Hochqualifizierte Kandidaten auf Empfehlung

Die Suche nach passenden Fachkräften hat für deutsche HR-Manager oberste Priorität. Dafür setzen sie vermehrt auf Empfehlungsprogramme, Internet-Stellenbörsen werden hingegen deutlich unwichtiger.

Gefragt nach ihren Hauptprioritäten bezüglich der aktuellen Personalgewinnungs-Strategie antworten 58 Prozent der von LinkedIn für die Studie „Global Recruiting Trends“ befragten deutschen HR-Verantwortlichen, dass das Einstellen und Gewinnen von hochqualifizieren Kandidaten für sie Priorität hat.

Dafür setzen sie auf verschiedene Quellen, die sich allerdings stark hinsichtlich ihrer Bedeutung für die Personaler unterscheiden. Aktuell besonders hoch im Kurs sind bei ihnen vor allem Programme für Mitarbeiterempfehlungen (40 Prozent).
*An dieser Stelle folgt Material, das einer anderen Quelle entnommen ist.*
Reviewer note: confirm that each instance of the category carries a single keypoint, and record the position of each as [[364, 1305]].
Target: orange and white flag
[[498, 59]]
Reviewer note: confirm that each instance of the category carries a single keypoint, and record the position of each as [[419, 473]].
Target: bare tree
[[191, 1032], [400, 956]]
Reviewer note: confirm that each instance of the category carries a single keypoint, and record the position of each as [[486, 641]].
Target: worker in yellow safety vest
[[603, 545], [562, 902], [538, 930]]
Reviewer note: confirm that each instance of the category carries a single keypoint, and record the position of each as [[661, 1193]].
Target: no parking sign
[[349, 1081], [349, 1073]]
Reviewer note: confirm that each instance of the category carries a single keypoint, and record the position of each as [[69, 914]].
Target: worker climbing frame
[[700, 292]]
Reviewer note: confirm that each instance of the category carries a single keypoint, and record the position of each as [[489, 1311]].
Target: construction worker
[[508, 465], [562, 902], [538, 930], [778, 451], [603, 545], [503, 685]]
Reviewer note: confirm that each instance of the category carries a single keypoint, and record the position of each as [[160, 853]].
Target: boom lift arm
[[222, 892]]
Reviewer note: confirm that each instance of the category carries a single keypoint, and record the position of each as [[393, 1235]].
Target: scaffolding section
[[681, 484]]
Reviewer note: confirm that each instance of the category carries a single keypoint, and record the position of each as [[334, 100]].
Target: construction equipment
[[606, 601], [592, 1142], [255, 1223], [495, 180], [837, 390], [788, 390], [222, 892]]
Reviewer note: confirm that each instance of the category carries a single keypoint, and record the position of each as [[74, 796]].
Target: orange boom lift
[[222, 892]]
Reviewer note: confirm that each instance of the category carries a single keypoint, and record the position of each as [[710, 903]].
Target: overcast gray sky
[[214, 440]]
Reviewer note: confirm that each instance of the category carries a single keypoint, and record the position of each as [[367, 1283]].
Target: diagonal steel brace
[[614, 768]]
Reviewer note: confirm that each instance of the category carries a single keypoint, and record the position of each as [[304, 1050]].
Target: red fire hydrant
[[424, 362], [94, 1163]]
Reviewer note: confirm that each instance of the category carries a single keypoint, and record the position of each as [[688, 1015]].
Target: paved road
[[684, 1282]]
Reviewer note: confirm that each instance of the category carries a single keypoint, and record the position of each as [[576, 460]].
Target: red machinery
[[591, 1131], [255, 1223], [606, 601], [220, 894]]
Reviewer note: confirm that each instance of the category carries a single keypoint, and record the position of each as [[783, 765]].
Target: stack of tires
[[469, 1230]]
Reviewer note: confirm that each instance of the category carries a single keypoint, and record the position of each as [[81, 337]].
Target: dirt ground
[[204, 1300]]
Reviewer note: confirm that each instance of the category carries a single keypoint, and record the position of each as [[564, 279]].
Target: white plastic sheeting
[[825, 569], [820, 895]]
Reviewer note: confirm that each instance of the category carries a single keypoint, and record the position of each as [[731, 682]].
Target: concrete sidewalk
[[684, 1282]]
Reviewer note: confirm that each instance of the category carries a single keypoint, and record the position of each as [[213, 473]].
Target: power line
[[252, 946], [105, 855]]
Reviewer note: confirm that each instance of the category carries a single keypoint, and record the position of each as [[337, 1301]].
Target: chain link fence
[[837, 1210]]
Im Vorjahresvergleich haben diese um ganze 22 Prozentpunkte zugelegt und verzeichnen damit den stärksten Anstieg. Personalvermittlungsagenturen liegen zwar mit 43 Prozent  in der Bedeutung noch über den Empfehlungsprogrammen, allerdings hat deren Gewicht für die Personaler gegenüber dem Vorjahr (46 Prozent) leicht abgenommen. LinkedIn selbst hat zwar verständlicherweise das Wachstum bei den Online-Businessnetzwerken hervorgehoben, allerdings liegen diese mit 37 Prozent Zustimmung nur auf Rang drei und verbuchten im Vergleich zum letzten Jahr auch nur einen Zuwachs von 13 Prozentpunkten.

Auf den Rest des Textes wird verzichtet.